Just started in metalwork and been retired from the IT industry for all of 3 weeks now
Have a small metal lathe and Craftex mill , all in a small shed in the garden.
Looking forwared to reading the forum.

Tom


----------



## Janger (Jul 19, 2015)

Quite a few of us are IT ... Odd that. Welcome to the forum. Any relation to the publisher, if that's not an annoying question?


----------



## Rick Runciman (Jul 19, 2015)

Welcome Tom, I'm a retired machinist with the same equipment in my garage. Looking forward to meeting you some time.


----------



## Alexander (Jul 20, 2015)

Hey Tom welcome! What kind of stuff were you thinking you would make when you set up your machining shed. Sounds awesome.


----------



## Jwest7788 (Jul 20, 2015)

Welcome to the forum Tom!

Congratulations on your retirement!

Looking forward to seeing you in here!

JW


----------



## Tom Doherty (Jul 20, 2015)

Hi all
No relation to the publisher (might have a bigger shed if I were )
I am a target shooter so may eventually make stuff related to that.
Also have some things on the honey do list 
Thanks everyone for the warm welcome.

Tom


----------



## Jwest7788 (Jul 21, 2015)

Tom Doherty said:


> Also have some things on the honey do list



I find there are two lists in my life that never get shorter.
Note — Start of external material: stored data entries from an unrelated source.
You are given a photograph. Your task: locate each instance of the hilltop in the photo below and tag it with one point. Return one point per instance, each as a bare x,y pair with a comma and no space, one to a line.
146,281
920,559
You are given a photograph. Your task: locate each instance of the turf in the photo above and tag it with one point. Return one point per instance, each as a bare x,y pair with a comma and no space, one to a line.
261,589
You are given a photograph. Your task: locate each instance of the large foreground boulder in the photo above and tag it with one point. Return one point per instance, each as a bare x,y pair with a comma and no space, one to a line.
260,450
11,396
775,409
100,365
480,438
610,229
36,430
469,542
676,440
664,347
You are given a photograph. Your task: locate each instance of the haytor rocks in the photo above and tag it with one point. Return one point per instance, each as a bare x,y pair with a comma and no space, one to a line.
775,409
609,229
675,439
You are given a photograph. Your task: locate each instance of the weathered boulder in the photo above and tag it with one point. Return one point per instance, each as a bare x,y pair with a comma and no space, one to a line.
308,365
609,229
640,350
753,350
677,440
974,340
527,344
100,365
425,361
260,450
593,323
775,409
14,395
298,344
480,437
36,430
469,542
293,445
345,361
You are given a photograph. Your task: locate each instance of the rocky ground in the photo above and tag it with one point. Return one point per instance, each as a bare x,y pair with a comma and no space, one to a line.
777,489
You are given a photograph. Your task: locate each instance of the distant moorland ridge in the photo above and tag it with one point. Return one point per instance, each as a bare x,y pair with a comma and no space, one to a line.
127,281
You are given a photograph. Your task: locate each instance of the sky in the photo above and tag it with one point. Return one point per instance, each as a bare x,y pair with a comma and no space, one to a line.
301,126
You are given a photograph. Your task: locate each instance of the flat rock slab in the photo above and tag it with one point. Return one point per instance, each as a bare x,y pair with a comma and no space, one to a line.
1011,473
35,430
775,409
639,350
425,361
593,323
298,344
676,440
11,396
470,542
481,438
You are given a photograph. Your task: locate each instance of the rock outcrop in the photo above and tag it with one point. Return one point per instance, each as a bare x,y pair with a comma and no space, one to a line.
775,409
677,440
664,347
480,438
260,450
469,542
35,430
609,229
My tool shopping list, and my honey-do list.

Jw


----------



## Tom Doherty (Jul 21, 2015)

I will second that, can't have too many tools

Tom


----------



## Rick Runciman (Jul 21, 2015)

Can never have too many tools,,, ummmm, does that make us hoarders,,,LOL.


----------



## Tom O (Jul 22, 2015)

Maybe it depends on if you can see yourself using it at least once I'm happy then!


----------



## Janger (Jul 23, 2015)

I admit to owning too many drills. 8. :>


----------